The SDs of GABA_B1a redirect the somatodendritic mGluR1a protein to axons. A, In Myc-SDs-mGluR1a, the two SDs of GABA_B1a were fused to the extracellular N-terminal domain of mGluR1a. Myc-mGluR1a and Myc-SDs-mGluR1a were individually coexpressed with RFP in cultured hippocampal neurons. Neurons were fixed at DIV14, permeabilized, and stained with an antibody recognizing the Myc-tag.

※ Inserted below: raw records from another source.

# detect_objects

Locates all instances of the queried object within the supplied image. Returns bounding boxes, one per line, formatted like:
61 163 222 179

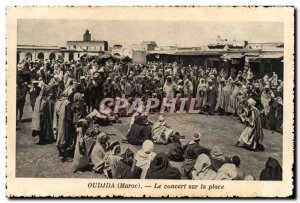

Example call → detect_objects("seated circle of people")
16 57 284 180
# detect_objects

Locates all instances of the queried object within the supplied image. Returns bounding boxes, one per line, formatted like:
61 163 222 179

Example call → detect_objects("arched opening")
38 52 44 60
49 53 55 61
25 52 32 60
69 53 74 61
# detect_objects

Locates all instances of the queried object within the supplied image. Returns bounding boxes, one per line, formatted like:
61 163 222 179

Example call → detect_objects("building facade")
17 30 108 62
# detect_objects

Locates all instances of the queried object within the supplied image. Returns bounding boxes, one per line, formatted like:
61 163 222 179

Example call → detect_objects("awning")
259 54 283 59
208 57 220 61
221 54 245 60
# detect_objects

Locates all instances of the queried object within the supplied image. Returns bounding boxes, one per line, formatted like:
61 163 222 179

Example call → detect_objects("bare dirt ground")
15 96 282 179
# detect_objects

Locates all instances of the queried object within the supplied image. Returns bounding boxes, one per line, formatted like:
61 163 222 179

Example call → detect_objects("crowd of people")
16 58 283 180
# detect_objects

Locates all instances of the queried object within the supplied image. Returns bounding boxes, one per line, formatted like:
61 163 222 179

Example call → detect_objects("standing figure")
31 88 54 144
236 98 264 151
53 93 75 162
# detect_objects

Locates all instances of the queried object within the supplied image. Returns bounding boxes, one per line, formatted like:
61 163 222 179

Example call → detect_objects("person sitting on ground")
209 146 231 172
216 163 237 180
152 115 173 144
127 114 151 145
146 152 181 179
259 157 282 180
231 156 246 180
99 101 120 123
167 132 184 162
192 154 217 180
132 140 156 179
104 141 121 178
112 148 142 179
91 132 109 173
181 148 198 179
183 132 210 159
244 175 255 181
72 119 89 173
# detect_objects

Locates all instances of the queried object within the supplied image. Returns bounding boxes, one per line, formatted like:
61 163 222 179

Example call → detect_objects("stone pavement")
14 96 282 179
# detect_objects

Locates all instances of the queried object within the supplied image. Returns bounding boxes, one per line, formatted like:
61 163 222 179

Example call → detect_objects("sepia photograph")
7 7 294 197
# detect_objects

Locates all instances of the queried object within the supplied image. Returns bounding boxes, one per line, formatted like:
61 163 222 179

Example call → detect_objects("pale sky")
17 19 284 47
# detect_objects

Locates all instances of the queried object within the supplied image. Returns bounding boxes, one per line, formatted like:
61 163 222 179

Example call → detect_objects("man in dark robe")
29 81 41 110
32 88 54 145
206 80 217 115
53 93 76 162
127 116 151 145
236 98 264 151
90 73 104 110
16 80 28 123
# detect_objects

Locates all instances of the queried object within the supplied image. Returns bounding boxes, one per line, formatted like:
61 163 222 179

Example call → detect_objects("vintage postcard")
6 7 295 198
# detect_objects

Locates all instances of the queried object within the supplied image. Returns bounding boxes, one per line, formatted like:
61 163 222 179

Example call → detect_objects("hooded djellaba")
146 152 181 179
53 92 76 161
32 88 54 144
112 148 142 179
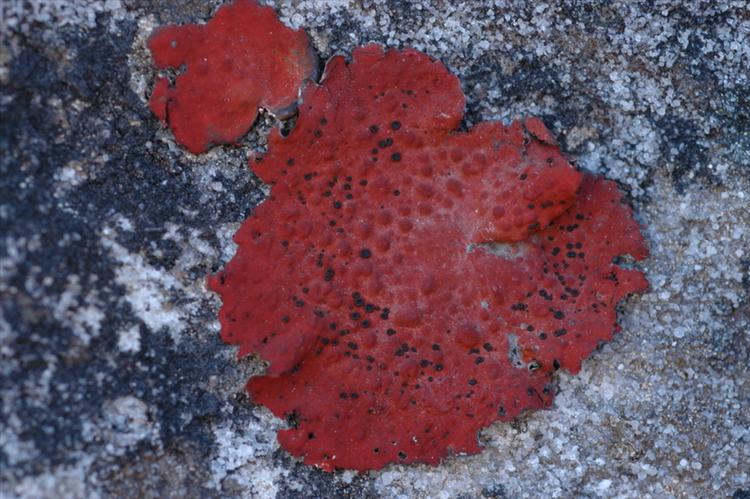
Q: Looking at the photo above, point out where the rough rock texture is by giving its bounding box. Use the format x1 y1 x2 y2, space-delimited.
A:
0 0 750 498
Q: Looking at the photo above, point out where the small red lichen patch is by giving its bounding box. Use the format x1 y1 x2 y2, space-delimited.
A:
210 46 647 470
148 0 316 153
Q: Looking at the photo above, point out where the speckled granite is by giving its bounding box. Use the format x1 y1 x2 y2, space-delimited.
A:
0 0 750 498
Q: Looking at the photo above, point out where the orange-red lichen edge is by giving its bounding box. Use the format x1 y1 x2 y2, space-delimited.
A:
210 46 647 471
148 0 316 154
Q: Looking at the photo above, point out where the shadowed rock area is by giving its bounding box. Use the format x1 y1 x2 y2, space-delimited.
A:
0 0 750 498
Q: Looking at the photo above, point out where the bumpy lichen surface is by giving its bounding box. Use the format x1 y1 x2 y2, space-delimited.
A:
210 46 647 470
148 0 316 153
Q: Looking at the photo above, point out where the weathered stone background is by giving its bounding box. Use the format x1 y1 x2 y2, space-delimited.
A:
0 0 750 498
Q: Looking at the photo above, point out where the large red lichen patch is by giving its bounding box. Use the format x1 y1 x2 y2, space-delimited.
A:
210 46 647 470
148 0 316 153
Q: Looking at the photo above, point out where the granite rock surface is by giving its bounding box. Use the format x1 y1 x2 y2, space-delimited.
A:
0 0 750 499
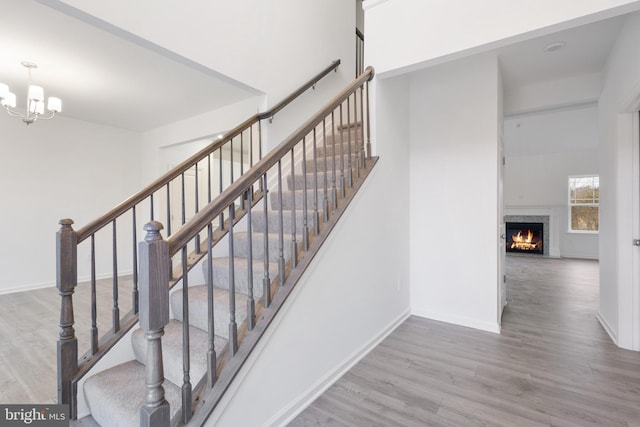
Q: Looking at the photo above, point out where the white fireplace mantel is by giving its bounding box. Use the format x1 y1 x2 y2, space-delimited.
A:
504 205 562 258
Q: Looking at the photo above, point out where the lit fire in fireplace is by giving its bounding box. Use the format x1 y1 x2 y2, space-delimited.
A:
511 230 540 251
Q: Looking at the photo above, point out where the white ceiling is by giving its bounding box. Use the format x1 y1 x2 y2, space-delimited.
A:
0 0 259 131
0 0 625 131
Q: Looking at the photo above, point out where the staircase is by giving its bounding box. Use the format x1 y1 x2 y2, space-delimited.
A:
61 64 377 427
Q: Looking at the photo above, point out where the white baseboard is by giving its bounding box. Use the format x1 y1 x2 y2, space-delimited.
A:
263 309 411 426
411 309 500 334
0 270 133 295
0 282 56 295
596 312 618 345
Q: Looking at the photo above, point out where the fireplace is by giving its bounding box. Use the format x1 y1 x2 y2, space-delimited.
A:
505 222 544 255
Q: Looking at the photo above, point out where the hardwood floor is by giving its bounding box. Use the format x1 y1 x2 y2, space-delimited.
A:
290 256 640 427
5 256 640 427
0 277 132 404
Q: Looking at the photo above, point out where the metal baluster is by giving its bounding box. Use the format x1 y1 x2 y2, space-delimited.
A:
207 223 218 388
247 189 256 330
91 234 98 354
218 147 224 230
240 131 245 209
312 127 320 234
180 172 187 225
331 110 338 210
334 104 345 199
258 121 262 160
182 245 192 424
240 131 244 176
262 172 271 308
131 206 138 313
167 182 172 237
353 89 361 179
229 138 233 184
359 86 366 169
290 147 298 268
227 203 238 356
276 160 284 286
258 120 268 192
322 119 328 222
112 219 120 332
194 162 200 254
347 95 353 188
249 125 253 168
207 154 212 205
302 136 309 251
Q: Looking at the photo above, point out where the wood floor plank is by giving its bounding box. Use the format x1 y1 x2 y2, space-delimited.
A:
0 276 132 404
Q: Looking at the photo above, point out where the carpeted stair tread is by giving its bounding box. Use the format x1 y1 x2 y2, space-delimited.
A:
232 232 300 262
316 140 362 162
306 155 362 173
84 360 182 427
252 206 313 234
131 319 227 385
269 188 333 212
170 285 247 339
287 174 348 194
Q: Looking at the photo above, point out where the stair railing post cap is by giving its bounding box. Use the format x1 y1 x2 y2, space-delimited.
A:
58 218 74 228
143 221 164 242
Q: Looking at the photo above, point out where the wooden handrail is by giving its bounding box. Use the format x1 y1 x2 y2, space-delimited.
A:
258 59 340 120
77 59 340 243
167 66 374 256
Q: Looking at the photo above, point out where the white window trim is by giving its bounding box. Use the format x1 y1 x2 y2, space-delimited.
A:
567 173 600 234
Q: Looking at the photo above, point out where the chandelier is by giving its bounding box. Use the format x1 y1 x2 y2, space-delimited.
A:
0 61 62 125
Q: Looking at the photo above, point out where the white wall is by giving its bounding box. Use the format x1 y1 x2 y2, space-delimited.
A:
599 10 640 350
504 104 599 259
365 0 640 74
505 73 602 116
408 56 501 332
207 75 409 426
0 113 140 293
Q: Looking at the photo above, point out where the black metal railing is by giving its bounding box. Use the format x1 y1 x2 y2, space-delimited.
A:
356 28 364 76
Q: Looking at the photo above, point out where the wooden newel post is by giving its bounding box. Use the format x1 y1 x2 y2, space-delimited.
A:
138 221 171 427
56 219 78 419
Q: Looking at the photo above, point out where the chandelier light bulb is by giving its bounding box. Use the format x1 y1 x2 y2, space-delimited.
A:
0 61 62 125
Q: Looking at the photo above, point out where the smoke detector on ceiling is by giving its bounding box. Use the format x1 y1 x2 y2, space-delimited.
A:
544 41 566 52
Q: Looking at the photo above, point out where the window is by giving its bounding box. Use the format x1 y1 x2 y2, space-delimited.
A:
569 175 600 233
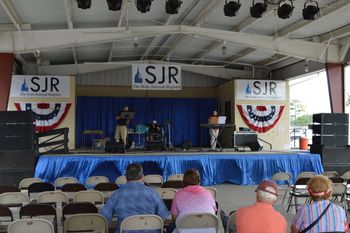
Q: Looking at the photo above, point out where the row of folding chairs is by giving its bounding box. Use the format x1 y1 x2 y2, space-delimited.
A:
7 213 108 233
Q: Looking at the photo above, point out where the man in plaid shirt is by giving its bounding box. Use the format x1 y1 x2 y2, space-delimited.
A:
101 164 169 233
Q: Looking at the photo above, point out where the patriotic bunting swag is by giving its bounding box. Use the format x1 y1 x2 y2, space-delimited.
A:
15 102 71 132
237 104 284 133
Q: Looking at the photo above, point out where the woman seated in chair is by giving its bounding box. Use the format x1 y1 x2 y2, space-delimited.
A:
291 175 348 233
171 169 217 232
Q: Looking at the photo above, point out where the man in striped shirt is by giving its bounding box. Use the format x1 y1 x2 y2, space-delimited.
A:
291 175 348 233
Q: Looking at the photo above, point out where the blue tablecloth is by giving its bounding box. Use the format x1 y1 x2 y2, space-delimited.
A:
35 153 323 186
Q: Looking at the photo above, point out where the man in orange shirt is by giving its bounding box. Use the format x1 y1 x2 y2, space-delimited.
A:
236 180 287 233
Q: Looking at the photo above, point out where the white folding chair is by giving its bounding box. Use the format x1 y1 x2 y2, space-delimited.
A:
7 219 55 233
54 176 79 189
120 214 163 233
73 190 104 204
205 187 217 200
85 176 109 188
63 214 108 233
18 178 44 191
167 174 184 181
115 176 128 185
271 172 292 205
176 213 219 233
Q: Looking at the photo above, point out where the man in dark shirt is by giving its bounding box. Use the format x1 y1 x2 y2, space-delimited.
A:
114 106 129 145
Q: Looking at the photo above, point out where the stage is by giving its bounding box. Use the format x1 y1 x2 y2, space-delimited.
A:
35 151 323 186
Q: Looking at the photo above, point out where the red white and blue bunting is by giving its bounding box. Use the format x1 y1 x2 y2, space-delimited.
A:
237 104 284 133
15 102 72 132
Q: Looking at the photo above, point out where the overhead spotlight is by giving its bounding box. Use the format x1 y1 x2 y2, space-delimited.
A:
77 0 91 9
224 0 241 17
303 0 320 20
221 41 227 56
107 0 123 11
250 0 267 18
277 0 294 19
165 0 182 15
136 0 153 13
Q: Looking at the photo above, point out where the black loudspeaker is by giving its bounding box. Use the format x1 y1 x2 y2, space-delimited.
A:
105 141 125 153
249 141 263 151
181 140 192 150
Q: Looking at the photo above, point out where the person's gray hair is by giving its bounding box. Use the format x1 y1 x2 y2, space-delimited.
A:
125 163 143 181
257 190 277 204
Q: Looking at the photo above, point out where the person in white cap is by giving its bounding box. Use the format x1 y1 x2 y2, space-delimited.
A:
236 180 287 233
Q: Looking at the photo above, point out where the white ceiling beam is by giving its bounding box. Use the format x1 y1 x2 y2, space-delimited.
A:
0 25 340 62
161 0 224 61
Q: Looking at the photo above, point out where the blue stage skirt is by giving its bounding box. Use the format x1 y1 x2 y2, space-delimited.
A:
35 153 323 186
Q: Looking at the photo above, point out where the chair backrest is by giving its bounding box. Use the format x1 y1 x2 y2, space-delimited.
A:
161 180 185 189
297 172 315 179
0 205 13 222
0 192 30 206
73 190 104 204
0 185 21 194
94 182 118 192
61 183 86 193
120 214 163 233
143 175 163 185
28 182 55 197
19 203 57 219
155 188 177 200
167 174 184 181
38 191 69 203
226 212 237 233
205 187 217 200
7 219 55 233
176 213 219 232
341 171 350 180
18 178 44 190
55 176 79 188
63 214 108 233
322 171 338 178
271 172 292 184
85 176 109 187
62 202 98 220
115 176 128 185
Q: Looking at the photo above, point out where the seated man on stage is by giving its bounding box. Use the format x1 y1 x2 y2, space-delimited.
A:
115 106 129 145
208 111 219 150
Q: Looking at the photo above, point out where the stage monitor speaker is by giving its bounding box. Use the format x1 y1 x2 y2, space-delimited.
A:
181 140 192 150
105 141 125 153
249 141 263 151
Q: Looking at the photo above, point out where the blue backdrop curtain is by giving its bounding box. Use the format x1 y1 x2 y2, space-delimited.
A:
76 97 218 147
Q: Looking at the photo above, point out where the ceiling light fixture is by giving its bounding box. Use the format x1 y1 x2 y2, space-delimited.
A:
224 0 241 17
250 0 267 18
303 0 320 20
107 0 123 11
165 0 182 15
77 0 91 10
277 0 294 19
136 0 153 13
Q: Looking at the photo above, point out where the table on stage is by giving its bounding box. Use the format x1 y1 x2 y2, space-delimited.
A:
200 124 235 151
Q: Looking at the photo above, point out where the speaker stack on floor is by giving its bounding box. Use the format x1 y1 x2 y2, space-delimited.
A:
0 111 37 185
310 113 350 174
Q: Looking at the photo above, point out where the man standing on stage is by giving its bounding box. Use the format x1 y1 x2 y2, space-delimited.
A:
208 111 219 150
114 106 129 146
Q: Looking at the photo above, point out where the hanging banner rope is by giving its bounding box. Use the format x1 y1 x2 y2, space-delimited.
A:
15 102 72 132
237 104 284 133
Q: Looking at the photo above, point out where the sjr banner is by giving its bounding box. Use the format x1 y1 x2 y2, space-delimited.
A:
10 75 70 98
236 79 286 100
132 64 182 90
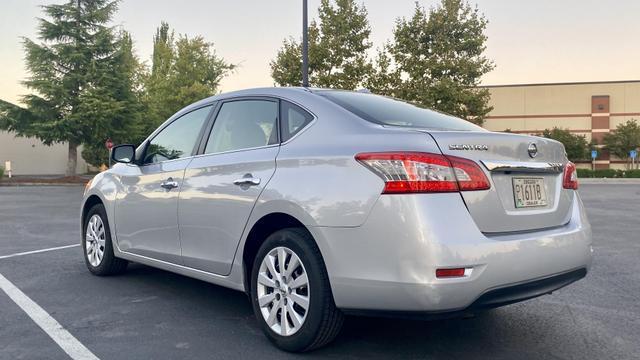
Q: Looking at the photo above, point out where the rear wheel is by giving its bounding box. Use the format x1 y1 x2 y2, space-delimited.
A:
251 228 344 352
82 204 127 276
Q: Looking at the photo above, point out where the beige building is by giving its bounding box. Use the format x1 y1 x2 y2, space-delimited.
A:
0 80 640 175
484 80 640 168
0 130 87 175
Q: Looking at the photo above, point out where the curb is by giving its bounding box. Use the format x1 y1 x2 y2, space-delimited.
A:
0 182 85 187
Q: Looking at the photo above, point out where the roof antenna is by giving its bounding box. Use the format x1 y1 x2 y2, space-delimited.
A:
302 0 309 87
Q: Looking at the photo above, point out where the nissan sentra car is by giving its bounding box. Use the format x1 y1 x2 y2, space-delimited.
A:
81 88 592 351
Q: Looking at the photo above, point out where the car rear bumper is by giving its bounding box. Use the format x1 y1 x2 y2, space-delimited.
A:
311 194 592 313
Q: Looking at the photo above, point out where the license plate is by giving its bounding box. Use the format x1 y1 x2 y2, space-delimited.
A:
512 177 547 208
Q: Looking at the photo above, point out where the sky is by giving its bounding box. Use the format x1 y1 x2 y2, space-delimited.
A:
0 0 640 102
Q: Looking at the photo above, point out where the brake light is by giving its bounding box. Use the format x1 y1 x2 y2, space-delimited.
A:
356 152 491 194
562 161 578 190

Arrows indicate the axon, arrowheads the dendrites. Note that Myc-SDs-mGluR1a but not Myc-mGluR1a is expressed in the axon. Scale bar, 25 μm. B, Sections of axons and dendrites of neurons expressing Myc-mGluR1a and Myc-SDs-mGluR1a. Merged images of green Myc and RFP fluorescence are shown on top. Scale bar, 10 μm.

Figure 6.

Surface expression is not required for axonal trafficking of GABA_B1a. Axonal and dendritic sections of cultured WT or GABA ^−/−_B2 (2^−/−) hippocampal neurons expressing Myc-GB1a and RFP. Neurons were fixed at DIV14, permeabilized, and stained with antibodies recognizing MAP2 (data not shown) or the Myc-tag. Merged images of green Myc and RFP fluorescence are shown on top. Scale bar, 10 μm.